Can anyone please simply tell me if I will make it through this? I'm contemplating on asking my sister to drive me to the hospital, but I'm very nervous of everyone finding out, getting scared and worried about me. When I come out of the hospital I'll told how stupid I was for doing that, and I already know I am. Is there a good chance yet that I'm healthy? Weight: 123 pounds Height: somewhere between 5'8 and 6'. Like I said, no history with this medicine, and dose was at 500 mg
I'm not a doctor, so I can't tell you what the consequences might be of your taking this drug. I think that you should try calling the poison control center. I think that they have a policy of anonymity. You can also just bite the bullet and go to the hospital.

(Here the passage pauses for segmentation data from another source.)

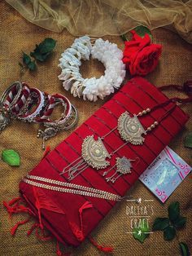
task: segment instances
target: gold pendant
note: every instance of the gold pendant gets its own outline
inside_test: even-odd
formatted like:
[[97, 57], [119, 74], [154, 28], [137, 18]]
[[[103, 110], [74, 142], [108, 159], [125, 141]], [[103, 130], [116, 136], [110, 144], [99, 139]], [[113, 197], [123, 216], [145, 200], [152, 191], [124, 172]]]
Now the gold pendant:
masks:
[[87, 136], [82, 143], [81, 155], [89, 166], [97, 170], [106, 168], [110, 165], [106, 158], [110, 158], [111, 155], [100, 137], [98, 138], [98, 140], [95, 140], [94, 135]]
[[135, 114], [131, 117], [127, 111], [123, 113], [118, 119], [117, 129], [120, 137], [132, 144], [142, 144], [145, 140], [142, 135], [146, 133]]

you don't need to put it in all caps to know not to do this...why would u take that many pills that u knew nothing about, or how much ur supposed to take. Also, SSRIs are not recreational to overdose on unless feeling like shit is a high u like. While not the most dangerous drugs to overdose on you should probably watch ur body temperatur and if u develop hyperthermia u need to go to the hospital. If those pills had been something else like Roxis or percocet 30s it might kill u for real
Does anyone think I should be safe to start popping Benadryl again? I've learned not to trip without great background research, and Benadryl is something I feel safe on, I've been doing it for a while and am constantly researching before I try new things with it. I just don't really know how to measure what the half life of 500mg of Zoloft would be, or if that even matters. It shouldn't if I haven't been feeling anything abnormal from the Zoloft for the past 2 days, right?
The half life of sertraline is 22-26 hours, but it has a less active metabolite with a half life of 66 hours. Benadryl...uggh. What are you looking for here, in trying to use Benadryl and Zoloft recreationally. Neither of these is really recreational, and will not provide a very pleasant eperience. Benadryl has horrible side effects, and really isn't that much "fun", when you are on it you just feel a heavy body load and have bouts of delirium where you think what is happening is real but it is not, but you don't really know it.
Benadryl is not going to help your social anxiety, it's going to make it much worse in the long term, since you'll be so drained all the time. It's also toxic to the heart. Very bad idea mixing large doses of benadryl and alcohol, very easy to die from such a stunt and again, absolutely not one step closer to solving your social anxiety.
well....that was dumb. ??? BRO you think you're nuts??! I once took 50 zyprexas, sniffed an 8g line of seroquel with a giant rollled up tube of paper and then shot dissolved citalopram into my left nut.
ok i hope for anyone searching somethign stupid like this on google and the thread pops up you know that the Original Poster clearly knew little to nothing about recreational highs or how to deal with social anxiety. now everybody smoke some cannabis :sifone:
Interestingly, benadryl has been shown to have some light positive effect on the obsessive component of OCD. course the small benefit is unlikely to be worth the heavy side effect profile.